Brabham family wins legal fight to protect family name
The Brabham family has won its legal fight to protect the registered ‘Brabham’ trademark.
In a German High Court, Australian international sportscar racer David Brabham had sued Michael Trick following his refusal to cancel certain registrations within the European Union involving the Brabham name. Trick had been marketing road cars under the Brabham Racing banner.
Brabham confirmed today that the registered Brabham trademark was a success in the Higher Court of Koblenz, with the famous family’s trademark now reverting to the family’s ownership.

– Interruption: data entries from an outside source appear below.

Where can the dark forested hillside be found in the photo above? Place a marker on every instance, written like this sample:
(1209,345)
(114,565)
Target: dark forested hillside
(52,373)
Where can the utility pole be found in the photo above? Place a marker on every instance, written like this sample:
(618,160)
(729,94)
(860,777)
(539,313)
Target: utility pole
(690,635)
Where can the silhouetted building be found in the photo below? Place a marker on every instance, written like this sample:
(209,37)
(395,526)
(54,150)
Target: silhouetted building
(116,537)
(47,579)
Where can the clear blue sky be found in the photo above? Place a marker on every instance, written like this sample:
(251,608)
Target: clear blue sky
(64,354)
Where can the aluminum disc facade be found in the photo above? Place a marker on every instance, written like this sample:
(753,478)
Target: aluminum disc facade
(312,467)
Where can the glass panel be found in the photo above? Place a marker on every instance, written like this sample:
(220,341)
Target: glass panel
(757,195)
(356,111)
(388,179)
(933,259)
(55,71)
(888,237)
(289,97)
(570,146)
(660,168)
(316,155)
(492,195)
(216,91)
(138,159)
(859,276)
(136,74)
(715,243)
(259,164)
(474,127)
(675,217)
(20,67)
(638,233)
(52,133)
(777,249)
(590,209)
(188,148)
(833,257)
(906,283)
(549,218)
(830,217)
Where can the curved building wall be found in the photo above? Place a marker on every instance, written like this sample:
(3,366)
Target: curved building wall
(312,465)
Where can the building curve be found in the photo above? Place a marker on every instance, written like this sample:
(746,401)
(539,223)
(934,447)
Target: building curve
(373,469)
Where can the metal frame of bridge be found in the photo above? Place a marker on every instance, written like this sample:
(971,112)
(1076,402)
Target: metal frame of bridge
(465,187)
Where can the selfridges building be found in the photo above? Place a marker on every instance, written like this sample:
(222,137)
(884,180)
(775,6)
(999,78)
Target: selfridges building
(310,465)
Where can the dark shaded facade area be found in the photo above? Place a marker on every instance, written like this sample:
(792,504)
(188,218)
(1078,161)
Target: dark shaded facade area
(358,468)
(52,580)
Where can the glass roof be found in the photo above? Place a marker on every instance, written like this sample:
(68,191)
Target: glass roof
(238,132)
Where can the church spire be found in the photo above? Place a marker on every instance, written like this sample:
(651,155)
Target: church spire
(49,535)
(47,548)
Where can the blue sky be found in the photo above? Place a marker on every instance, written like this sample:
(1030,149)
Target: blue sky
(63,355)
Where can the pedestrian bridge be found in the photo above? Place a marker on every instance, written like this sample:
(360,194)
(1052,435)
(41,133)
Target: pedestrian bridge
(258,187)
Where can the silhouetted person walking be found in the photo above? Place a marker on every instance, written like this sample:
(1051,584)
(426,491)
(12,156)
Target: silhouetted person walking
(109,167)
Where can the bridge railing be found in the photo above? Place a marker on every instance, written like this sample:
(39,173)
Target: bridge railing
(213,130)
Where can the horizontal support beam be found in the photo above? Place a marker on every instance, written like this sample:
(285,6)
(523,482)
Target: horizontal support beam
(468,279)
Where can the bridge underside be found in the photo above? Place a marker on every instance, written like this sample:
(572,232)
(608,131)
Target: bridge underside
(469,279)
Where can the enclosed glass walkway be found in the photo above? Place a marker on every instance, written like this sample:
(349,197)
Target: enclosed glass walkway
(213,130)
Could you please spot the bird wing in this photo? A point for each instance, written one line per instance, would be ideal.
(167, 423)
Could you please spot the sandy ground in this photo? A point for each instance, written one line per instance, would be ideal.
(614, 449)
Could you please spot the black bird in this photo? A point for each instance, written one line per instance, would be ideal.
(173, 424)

In the future, any individual or organisation seeking to register the Brabham name without the family’s consent will be flagged and the iconic Brabham logos, synonymous with Jack Brabham’s three world championships, are also protected.
“I’m delighted that this situation has finally come to an end,” Brabham said.
“It’s been a long and tiring battle, but this was something I felt we needed to do to protect the Brabham name.
“The global brand stands for success and innovation bolstered from 60 years of racing heritage, and deserves to be protected.
“This ruling will not only help future plans for the Brabham brand, but also protect the third generation of drivers, in Sam and Matthew, coming up through the ranks.”
In 2009, Formtech founder Franz Hilmer lodged an entry for the 2010 Formula 1 World Championship using the Brabham Grand Prix team name. Its application was unsuccessful, triggering action by the Brabham family.